Dans ce bâtiment, qui pourrait être chauffé avec de la géothermie, 2 900 m² seront réservés aux métiers à filer. Un investissement de 2,5 millions d’euros. L’entreprise de trois salariés actuellement devrait également acquérir des métiers à tisser (400 000 euros), qui seront installés chez un partenaire, la Manufacture Textile des Vosges, et des métiers à tricoter (250 000 euros), en collaboration avec un tricoteur malouin. La mise en place de l’outil de production et de l’exploitation devrait coûter 6,6 millions d’euros en tout.

Un projet retardé

Cette accélération apparente du projet Linfini est en trompe-l’œil puisque cette activité de filature du lin, en lien avec la relance d’une filière bretonne de teillage (deux se trouvant à Landivisiau) devait être lancée en décembre 2023. Un retard dû notamment à la non-obtention de deux dispositifs d’aides à la réindustrialisation.

De la fibre de lin dans les bateaux

Pendant ces temps d’incertitude, le projet initial, tourné vers le textile, a évolué. De la production de fil "au mouillé", destiné aux vêtements, on est passé à la production de fil "au sec", utilisé dans le secteur du linge de maison, de la décoration, de l’ameublement. "La fibre de lin peut également remplacer la fibre de verre ou de carbone, comme sur le bateau du skipper Roland Jourdain", pointe Xavier Denis. Autre débouché inattendu, celui du packaging, avec des études menées pour concevoir un filet de légume composé de lin.

900 tonnes de fil par an

Suivant le nouveau calendrier, une première équipe administrative et de R & D va s’installer prochainement dans l’espace de coworking morlaisien Quai 5. En 2028, 34 salariés devraient transformer 1 400 tonnes de lin pour une production de 900 tonnes de fil par an et un chiffre d’affaires prévu de 17 millions d’euros. 48 % de l’activité proviendrait de la vente de fil, 30 % de la vente de toile et le reste de produits finis.

Le business plan comporte également la vente des coproduits issus de la transformation du lin pour en faire des galets de chauffage, en collaboration avec Guyot Environnement. L’approvisionnement sera à 90 % breton, en lien avec le producteur Teillage de Bretagne.
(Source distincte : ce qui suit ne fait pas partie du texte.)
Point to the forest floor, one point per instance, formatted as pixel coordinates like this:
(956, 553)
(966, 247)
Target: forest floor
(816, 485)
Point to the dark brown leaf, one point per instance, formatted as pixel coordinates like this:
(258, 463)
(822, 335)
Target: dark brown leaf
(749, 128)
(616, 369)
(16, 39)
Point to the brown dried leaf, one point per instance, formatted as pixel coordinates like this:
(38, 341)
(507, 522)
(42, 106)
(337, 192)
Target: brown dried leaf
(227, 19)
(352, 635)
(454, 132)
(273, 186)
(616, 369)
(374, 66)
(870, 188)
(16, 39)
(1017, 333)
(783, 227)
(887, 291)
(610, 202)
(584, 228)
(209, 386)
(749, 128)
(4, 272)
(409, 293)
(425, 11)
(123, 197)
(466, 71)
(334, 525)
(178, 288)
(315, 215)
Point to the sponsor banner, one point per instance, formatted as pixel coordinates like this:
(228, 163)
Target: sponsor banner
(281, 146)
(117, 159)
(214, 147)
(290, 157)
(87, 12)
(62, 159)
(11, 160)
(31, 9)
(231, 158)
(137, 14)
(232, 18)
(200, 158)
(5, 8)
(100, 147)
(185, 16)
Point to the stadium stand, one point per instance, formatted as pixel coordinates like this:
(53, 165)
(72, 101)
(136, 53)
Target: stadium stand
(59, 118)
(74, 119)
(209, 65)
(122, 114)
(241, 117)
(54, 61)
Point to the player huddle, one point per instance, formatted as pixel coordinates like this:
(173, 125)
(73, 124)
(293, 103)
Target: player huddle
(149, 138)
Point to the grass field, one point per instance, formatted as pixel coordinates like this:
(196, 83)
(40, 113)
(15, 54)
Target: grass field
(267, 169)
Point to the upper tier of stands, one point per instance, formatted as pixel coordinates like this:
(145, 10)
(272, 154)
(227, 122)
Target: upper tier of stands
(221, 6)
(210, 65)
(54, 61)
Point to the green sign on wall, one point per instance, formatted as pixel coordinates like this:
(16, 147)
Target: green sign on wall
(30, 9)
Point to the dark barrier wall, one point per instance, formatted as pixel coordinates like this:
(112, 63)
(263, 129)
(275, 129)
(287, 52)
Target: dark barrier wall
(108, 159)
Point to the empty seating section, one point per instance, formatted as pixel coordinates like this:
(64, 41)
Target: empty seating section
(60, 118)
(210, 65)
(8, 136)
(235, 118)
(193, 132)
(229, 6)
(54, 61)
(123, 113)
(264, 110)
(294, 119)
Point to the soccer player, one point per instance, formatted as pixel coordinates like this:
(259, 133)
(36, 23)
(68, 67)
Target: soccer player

Des lettres d’intention pour 8 millions d’euros de commandes

Côté financement, outre les subventions évoquées, Linfini a annoncé une levée de fonds en cours de 2,85 millions d’euros, mais aussi un crédit-bail de 2,5 millions d’euros "qui jouit d’une garantie de Bpifrance et du fabricant" des métiers à filer, l’Alsacien Schlumberger. Ou encore un recours à la dette à hauteur d’un million d’euros et 300 000 euros d’avances de la Région. La société revendique également "des lettres d’intention de futurs clients, français et belges, représentant 8 millions d’euros de commandes", se félicite Tim Muller. En attendant, elle se livre à une activité de création d’objets en lin qui devrait lui rapporter 200 000 euros en 2024.